それまではホイールのリムをブレーキシューで挟み込んでクロスバイク制動させていたタイプのブレーキが主流でしたが、車輪中央部のローターを挟むことでクロスバイクを制動させるディスクブレーキを備えたモデルが2022年は増えてきました。
ディスクブレーキ | 車輪中央部のローターを挟むことでクロスバイクを制動する |
---|---|
リムブレーキ | ホイール側面のリムをブレーキシューで挟み込んで制動する |
ディスクブレーキモデルがここまで多くリリースされるようになったのは、ディスクブレーキが一般化したことによるパーツコストが下がったことに加え、安全性が高いためです。
晴れている場合は特にその差は感じにくいのですが、雨天時や路面が濡れている場合、リムを挟み込むタイプの場合は、リムとブレーキシューの間に水分が入り込むことで大きく制動性が落ちます。
一方で、ディスクブレーキはリムを挟み込むわけではありませんので、制動性が下がりにくく安全性を高めてくれるのは大きなメリットです。
特に、クロスバイクは晴れている場合のみ乗るという使い方よりも、通勤や通学を中心に用いるという人も多いため、朝は晴れていても帰りは雨天など、様々な天候に対応できるディスクブレーキはメリットが大きいといえます。
一点注意したいこととしては、ディスクブレーキも消耗品で、1~2年に1回と非常に間隔としては長いのですが、定期的な交換が必要ということを知っておきましょう。
というのも、ディスクブレーキは外から見てもその消耗に気づきにくい形状ですので、メンテナンスすることすら気が向かないことも多いのです。
特に、通勤や通学にのみ使う人は、ブレーキから異変がしても詳しく調べず、修理せずにそのままにしてしまう傾向があるのも事実です。
ディスクブレーキも、長い間使い続けると消耗し、そのうち制動できなくなります。

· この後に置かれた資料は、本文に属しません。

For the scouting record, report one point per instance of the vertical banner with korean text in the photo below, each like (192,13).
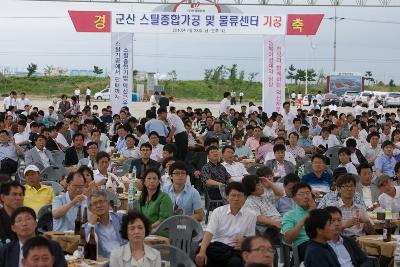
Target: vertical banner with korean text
(121,77)
(273,73)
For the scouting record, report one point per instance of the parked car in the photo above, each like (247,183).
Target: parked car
(379,96)
(103,94)
(392,100)
(330,98)
(363,97)
(305,100)
(348,98)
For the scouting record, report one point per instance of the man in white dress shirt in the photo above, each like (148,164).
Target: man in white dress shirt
(225,232)
(10,100)
(287,116)
(21,137)
(225,103)
(390,197)
(22,102)
(325,139)
(234,168)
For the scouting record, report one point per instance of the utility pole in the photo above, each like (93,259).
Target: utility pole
(334,43)
(335,20)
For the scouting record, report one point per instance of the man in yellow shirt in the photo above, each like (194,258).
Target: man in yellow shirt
(36,194)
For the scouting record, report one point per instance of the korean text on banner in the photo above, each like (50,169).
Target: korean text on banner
(121,71)
(273,73)
(211,24)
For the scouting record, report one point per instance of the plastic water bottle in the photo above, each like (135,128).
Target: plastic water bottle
(397,254)
(134,172)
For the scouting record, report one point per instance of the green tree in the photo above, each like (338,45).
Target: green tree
(233,75)
(311,75)
(172,75)
(300,75)
(291,73)
(250,78)
(208,74)
(368,77)
(240,80)
(172,78)
(31,69)
(97,70)
(321,77)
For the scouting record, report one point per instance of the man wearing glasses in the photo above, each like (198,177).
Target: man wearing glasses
(145,162)
(106,224)
(293,221)
(354,216)
(186,199)
(257,249)
(66,206)
(23,224)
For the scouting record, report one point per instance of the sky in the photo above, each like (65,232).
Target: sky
(42,33)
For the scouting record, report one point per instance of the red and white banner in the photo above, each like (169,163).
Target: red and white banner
(273,73)
(91,21)
(303,24)
(196,23)
(121,77)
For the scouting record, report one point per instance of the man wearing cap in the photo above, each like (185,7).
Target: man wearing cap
(66,206)
(39,155)
(367,189)
(390,197)
(36,194)
(331,197)
(385,163)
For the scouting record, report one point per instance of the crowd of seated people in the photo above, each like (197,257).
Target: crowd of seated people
(271,174)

そうなると非常に危険で、命に関わることにもなります。
止まりづらさを感じたり、異音がしたりするような場合は、購入した店舗でチェックしてもらい、必要に応じて交換することを忘れないようにしましょう(初心者にとってディスクブレーキの交換は敷居が高いです)。
ディスクブレーキのリリース数が多数派になったとはいえ、ディスクブレーキでなければ購入する価値もないと言うわけでもありません。

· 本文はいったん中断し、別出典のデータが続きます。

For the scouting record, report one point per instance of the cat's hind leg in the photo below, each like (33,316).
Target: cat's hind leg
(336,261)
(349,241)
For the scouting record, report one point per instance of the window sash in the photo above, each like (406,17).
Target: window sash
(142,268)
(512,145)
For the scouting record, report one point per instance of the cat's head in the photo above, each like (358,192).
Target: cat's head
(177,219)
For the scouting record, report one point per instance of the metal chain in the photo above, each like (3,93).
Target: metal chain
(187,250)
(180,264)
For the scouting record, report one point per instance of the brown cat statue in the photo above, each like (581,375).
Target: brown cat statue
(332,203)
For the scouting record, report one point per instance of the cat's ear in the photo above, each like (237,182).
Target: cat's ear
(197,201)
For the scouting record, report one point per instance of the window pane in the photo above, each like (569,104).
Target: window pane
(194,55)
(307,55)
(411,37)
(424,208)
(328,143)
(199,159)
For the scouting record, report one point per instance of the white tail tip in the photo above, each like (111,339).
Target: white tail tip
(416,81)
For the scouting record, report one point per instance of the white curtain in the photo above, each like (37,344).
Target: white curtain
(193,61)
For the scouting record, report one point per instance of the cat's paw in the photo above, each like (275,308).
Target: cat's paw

リムブレーキモデルがこれまで十分に販売されているため、目新しいタイプのディスクブレーキモデルをリリースしたいメーカー側の思惑もあるためです。
路面状態が悪くない晴天時などの制動性は、ディスクブレーキとリムブレーキはほぼ同じですし、重量も軽く、ブレーキシューが露出しているためシューの減り具合の確認や、交換などメンテナンスも簡単です。そして何より、価格が抑えめという大きなメリットが魅力です。
ディスクブレーキでないからと言って選択肢から外すのは若干もったいないといえます。
数年前からグラベルタイプのクロスバイクが増えてきていますが、その傾向は今年も続いています。
クロスバイクが出始めの頃は、MTBのフレームにロードバイクのタイヤを履いたモデルがほとんどでした。
ロードバイクの深い前傾姿勢と癖の強いドロップハンドルに比べますと、MTBの乗車姿勢は普通の自転車と同じ要領で乗りやすく、初心者でも扱いやすくなっています。
そして、未舗装路を走る前提のMTBのタイヤではなく、ロードバイクで用いられる細めの抵抗の少ないタイヤを履くことで、高い速度域で軽快に走行できるようになったクロスバイクは、世の中に広まっていきました。
世の中にクロスバイクという自転車の種類が知られるようになった後、クロスバイクは徐々にですが独自の進化を遂げ始めます。
フレームやパーツ構成もクロスバイク黎明期のように、MTBのものを用いるのではなくなります。
MTBのようなハードな使い方と、ロードバイクのように速く遠くに走るという使い方の間に位置するよう、クロスバイクのフレーム形状やパーツ構成は進化していきました。
また、より高い速度域を出したいというニーズにこたえるように、ロードバイクのハンドルだけがフラットバーになった、「フラットバーロード」もリリースされ、クロスバイクでも早く遠くに走行することが可能になりました。
※もちろん、フラットバーロードは今でも人気の車種です。
近年、クロスバイクのポジションが確立されますと、クロスバイクのタイヤを40C以上の太くてエアボリュームのあるタイプを採用するものが増加していきます。それがグラベルタイプと呼ばれるものとなりました。
クロスバイク独自の乗車しやすいフレーム形状や、操作性の高さ。それに加え、太めで空気量が多いタイヤによって段差の多い都市部を快適に走ることのできるグラベルモデルは、他人と比べて速く走るという目的ではなく、楽しく都市部を移動したいというニーズを捉えたものと言えます。
今回より紹介ブランドにヴァンムーフとヤマハを追加していますが、これはクロスバイクに電動アシストタイプが増えてきていることもあるためです。
とくに坂の多い地域で自転車通勤を行う場合は、クロスバイクの快適かつ軽快な速度域と、坂を登る際の電動アシストの両方を活用できるため、これらのモデルを選択肢にする人も多いでしょう。
電動アシストが付いていないモデルに比べると約20~30万価格は上がりますが、体力に自信がない人でも簡単に自転車通勤ができる点は大きなポイントと言えます。
2022年モデルの傾向として、前年度に比べて価格が上昇しているモデルが多いです。
実際、このサイトで紹介している2022年モデルについては、2021年のモデルと比較すると、平均12%価格が上昇しています(一方で、価格据え置きはあっても、値下げモデルはナシ)。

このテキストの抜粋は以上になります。